Failure to Implement Fall Prevention Interventions and Address Equipment Hazards
Penalty
Summary
The facility failed to implement resident-centered interventions to prevent falls for one resident, resulting in the resident falling from a wheelchair. The facility's fall policy requires individualized assessment and intervention, including the use of assistive devices and prompt repair or removal of malfunctioning equipment. Despite this, the resident's care plan did not include specific interventions to address the risk of falling from the wheelchair, and the intervention to tuck the lift sling straps under the resident was not transcribed to the care plan after the incident. The resident had multiple diagnoses, including fractures, diabetes with skin ulcer, and muscle wasting, and was dependent on a total body mechanical lift for transfers. The resident was cognitively intact and reported that the seatbelt on the power wheelchair was broken and could not be fastened. Staff were aware of the broken seatbelt, but maintenance was not notified, and the seatbelt was not repaired. The resident stated that the seatbelt was functional upon admission and that it was always worn when in the wheelchair.
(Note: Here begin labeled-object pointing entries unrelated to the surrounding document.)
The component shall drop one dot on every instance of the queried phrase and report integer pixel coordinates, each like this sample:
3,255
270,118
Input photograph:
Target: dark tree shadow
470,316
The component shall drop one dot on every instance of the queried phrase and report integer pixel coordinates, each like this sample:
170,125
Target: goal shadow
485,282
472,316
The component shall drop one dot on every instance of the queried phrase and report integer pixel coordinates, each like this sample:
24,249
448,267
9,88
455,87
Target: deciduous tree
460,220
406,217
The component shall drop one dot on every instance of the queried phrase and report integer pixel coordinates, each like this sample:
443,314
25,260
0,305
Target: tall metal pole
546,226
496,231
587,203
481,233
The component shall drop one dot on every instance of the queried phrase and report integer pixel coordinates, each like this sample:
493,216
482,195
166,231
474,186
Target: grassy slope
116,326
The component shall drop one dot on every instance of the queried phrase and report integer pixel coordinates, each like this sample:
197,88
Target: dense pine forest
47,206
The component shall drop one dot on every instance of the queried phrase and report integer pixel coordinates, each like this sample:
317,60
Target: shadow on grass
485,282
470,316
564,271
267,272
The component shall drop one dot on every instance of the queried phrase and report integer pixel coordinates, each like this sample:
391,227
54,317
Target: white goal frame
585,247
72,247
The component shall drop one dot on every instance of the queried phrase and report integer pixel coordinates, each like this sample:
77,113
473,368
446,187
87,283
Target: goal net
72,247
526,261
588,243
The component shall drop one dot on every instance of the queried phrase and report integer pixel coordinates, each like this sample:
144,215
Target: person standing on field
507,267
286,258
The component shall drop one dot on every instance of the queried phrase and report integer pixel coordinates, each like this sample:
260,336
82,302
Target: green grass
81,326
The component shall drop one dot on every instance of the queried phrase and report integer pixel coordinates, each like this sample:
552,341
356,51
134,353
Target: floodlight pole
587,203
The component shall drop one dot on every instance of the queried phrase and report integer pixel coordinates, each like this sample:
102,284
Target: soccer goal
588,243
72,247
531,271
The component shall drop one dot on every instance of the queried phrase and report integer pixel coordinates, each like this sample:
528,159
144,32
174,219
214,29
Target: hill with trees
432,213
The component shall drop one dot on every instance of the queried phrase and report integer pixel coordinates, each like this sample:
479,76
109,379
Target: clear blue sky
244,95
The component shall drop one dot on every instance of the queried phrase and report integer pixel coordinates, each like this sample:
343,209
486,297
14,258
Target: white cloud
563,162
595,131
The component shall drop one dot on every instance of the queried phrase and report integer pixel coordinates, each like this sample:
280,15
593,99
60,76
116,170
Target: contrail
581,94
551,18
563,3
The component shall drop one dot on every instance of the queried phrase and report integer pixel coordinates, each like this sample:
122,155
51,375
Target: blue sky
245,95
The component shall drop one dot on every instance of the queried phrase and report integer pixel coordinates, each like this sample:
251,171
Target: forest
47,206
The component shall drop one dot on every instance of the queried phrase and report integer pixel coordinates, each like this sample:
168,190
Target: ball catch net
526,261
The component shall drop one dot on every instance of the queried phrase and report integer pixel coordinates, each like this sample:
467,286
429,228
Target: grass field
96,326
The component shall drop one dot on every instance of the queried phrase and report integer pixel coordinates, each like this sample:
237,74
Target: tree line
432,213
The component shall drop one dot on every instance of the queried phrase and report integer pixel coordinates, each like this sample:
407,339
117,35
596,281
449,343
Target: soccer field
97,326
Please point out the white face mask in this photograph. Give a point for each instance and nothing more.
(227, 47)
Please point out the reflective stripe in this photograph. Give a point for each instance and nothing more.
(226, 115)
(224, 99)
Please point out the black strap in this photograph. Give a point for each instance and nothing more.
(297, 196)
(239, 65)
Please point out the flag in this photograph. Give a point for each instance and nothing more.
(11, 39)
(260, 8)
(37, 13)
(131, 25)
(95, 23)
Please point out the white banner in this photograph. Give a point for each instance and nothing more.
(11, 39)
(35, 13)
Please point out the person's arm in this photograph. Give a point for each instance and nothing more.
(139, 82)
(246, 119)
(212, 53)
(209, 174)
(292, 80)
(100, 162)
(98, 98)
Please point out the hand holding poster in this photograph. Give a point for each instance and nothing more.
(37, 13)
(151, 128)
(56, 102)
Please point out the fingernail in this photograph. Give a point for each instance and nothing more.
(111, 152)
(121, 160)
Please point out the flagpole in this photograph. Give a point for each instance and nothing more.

On the day of the incident, the resident was outside waiting for transportation to dialysis when the straps of the lift sling became tangled in the wheelchair's front wheel. While attempting to remove the straps, the resident slipped forward and fell from the wheelchair. The incident was reported to staff, and the resident was assessed and returned to the wheelchair. The lack of a functioning seatbelt and the absence of updated care plan interventions contributed to the fall.